M1 and NTU researching 4.5G HetNet for secure drone operations

NTU ATMRI Director Prof Vu Duong and M1 CTO Denis Seek at the MOU signing

M1 and Nanyang Technological University announced today that they have conducted successful trials using M1’s 4.5G Heterogeneous Network (HetNet) to provide command, control and communication capabilities required for safe and efficient drone operations. The Air Traffic Management Research Institute (ATMRI), a joint research centre by NTU Singapore and the Civil Aviation Authority of Singapore (CAAS) demonstrated the technology by flying a purpose-built drone using M1’s 4.5G HetNet around M1’s premises at International Business Park, as well as two fields in Wan Shih Road and Old Holland Road.

Conventional drone operations use an unlicensed spectrum such as 2.4 GHz Wi-Fi to provide short range line-of-sight drone control but it is susceptible to radio signal interference. In contrast, a well-optimized 4.5G HetNet provides secured, low latency and high throughput mobile connectivity, enabling drones to fly beyond visual range in an urban environment. In addition, drones using a 4.5G network could send real-time data and telemetry feeds during flight.

To further the collaboration, M1 and ATMRI signed a Memorandum of Understanding today, to research and develop M1’s 4.5G HetNet for the traffic management of UAS in Singapore’s urban environment. The findings from this research could provide valuable insight for unmanned operations using future 5G Ultra Reliable Low-Latency Communication (URLLC) network.

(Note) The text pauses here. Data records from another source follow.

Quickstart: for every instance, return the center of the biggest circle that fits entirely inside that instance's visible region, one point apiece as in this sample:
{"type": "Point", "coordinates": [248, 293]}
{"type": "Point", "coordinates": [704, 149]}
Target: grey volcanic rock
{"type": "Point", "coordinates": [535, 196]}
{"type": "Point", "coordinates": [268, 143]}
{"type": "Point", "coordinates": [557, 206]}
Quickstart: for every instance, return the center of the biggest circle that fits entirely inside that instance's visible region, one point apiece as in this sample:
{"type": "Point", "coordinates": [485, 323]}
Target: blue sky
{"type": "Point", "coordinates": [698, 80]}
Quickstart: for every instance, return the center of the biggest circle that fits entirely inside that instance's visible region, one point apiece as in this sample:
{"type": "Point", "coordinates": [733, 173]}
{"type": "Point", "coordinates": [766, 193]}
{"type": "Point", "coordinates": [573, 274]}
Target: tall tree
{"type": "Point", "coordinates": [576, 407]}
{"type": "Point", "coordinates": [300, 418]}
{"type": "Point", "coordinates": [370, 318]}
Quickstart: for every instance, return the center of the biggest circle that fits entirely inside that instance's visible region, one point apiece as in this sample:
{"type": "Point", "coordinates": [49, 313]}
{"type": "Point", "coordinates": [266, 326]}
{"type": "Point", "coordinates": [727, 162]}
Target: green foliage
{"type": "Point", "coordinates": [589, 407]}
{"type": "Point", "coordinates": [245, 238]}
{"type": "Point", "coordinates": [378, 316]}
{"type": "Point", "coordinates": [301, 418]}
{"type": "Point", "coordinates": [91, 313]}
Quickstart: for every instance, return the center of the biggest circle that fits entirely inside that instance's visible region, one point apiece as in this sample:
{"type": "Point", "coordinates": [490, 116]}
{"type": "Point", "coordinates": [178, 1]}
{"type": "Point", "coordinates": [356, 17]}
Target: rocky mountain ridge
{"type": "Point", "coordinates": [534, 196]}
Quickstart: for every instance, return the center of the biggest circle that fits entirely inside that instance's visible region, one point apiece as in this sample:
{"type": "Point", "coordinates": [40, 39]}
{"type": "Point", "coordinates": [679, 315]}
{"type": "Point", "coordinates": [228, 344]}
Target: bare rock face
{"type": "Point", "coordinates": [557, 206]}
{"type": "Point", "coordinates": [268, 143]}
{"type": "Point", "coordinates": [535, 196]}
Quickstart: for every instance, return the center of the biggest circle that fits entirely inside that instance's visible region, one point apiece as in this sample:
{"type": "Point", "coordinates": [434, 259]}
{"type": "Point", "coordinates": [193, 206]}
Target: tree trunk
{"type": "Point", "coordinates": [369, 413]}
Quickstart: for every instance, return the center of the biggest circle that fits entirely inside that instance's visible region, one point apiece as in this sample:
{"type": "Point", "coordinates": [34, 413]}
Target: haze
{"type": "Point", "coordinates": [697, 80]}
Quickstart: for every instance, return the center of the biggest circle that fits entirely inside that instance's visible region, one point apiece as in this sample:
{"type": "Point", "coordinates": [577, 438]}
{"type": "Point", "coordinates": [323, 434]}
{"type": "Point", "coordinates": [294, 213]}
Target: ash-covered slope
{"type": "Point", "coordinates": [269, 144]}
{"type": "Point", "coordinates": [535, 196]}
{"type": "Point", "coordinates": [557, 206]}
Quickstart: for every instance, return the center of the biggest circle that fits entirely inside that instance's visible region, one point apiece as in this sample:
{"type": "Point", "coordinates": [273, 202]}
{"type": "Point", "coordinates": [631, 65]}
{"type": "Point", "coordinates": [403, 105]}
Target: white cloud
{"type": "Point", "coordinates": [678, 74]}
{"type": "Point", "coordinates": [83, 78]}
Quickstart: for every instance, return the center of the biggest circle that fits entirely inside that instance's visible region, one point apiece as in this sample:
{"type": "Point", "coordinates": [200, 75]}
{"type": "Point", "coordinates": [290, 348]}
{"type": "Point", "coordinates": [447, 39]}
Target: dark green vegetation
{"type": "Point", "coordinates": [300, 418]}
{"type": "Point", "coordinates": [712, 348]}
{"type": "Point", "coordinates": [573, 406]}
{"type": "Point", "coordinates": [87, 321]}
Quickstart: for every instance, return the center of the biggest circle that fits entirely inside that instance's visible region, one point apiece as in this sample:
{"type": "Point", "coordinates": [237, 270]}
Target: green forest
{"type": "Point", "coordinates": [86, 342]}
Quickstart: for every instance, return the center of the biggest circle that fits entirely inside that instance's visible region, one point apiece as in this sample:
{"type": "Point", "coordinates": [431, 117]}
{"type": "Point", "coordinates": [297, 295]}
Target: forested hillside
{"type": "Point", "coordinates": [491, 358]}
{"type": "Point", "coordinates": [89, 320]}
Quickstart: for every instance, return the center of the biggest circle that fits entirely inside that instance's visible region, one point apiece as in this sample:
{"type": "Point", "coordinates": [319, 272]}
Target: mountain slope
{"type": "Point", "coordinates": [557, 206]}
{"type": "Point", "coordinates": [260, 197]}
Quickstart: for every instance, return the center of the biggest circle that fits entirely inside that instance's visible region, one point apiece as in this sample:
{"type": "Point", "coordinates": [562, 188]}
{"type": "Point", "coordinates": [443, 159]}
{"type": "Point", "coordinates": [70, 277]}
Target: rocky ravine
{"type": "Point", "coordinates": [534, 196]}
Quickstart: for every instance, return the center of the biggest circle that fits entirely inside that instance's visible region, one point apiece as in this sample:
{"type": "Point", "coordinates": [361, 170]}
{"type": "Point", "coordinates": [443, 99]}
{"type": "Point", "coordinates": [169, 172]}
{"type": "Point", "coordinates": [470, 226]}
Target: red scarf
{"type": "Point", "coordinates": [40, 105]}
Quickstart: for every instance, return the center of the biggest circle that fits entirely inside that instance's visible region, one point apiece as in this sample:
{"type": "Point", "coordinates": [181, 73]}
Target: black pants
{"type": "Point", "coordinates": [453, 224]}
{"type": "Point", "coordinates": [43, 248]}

Leading the joint research project will be Professor Low Kin Huat, an expert in robotics and UAVs from NTU’s School of Mechanical and Aerospace Engineering, and ATMRI senior research fellow Mohamed Faisal Bin Mohamed Salleh. Together with engineers from M1, NTU researchers will map out the signal strengths and end-to-end latency of M1’s HetNet for Singapore’s entire urban airspace using drones, up to 130 metres, the height of a 36-storey building. This will help researchers to identify suitable airspace for reliable command and control of drones, including flights out of visual range.

The joint project is expected to last three years, with M1 providing usage of their network and their engineering expertise, while NTU provides the expertise in traffic management of unmanned aircraft systems.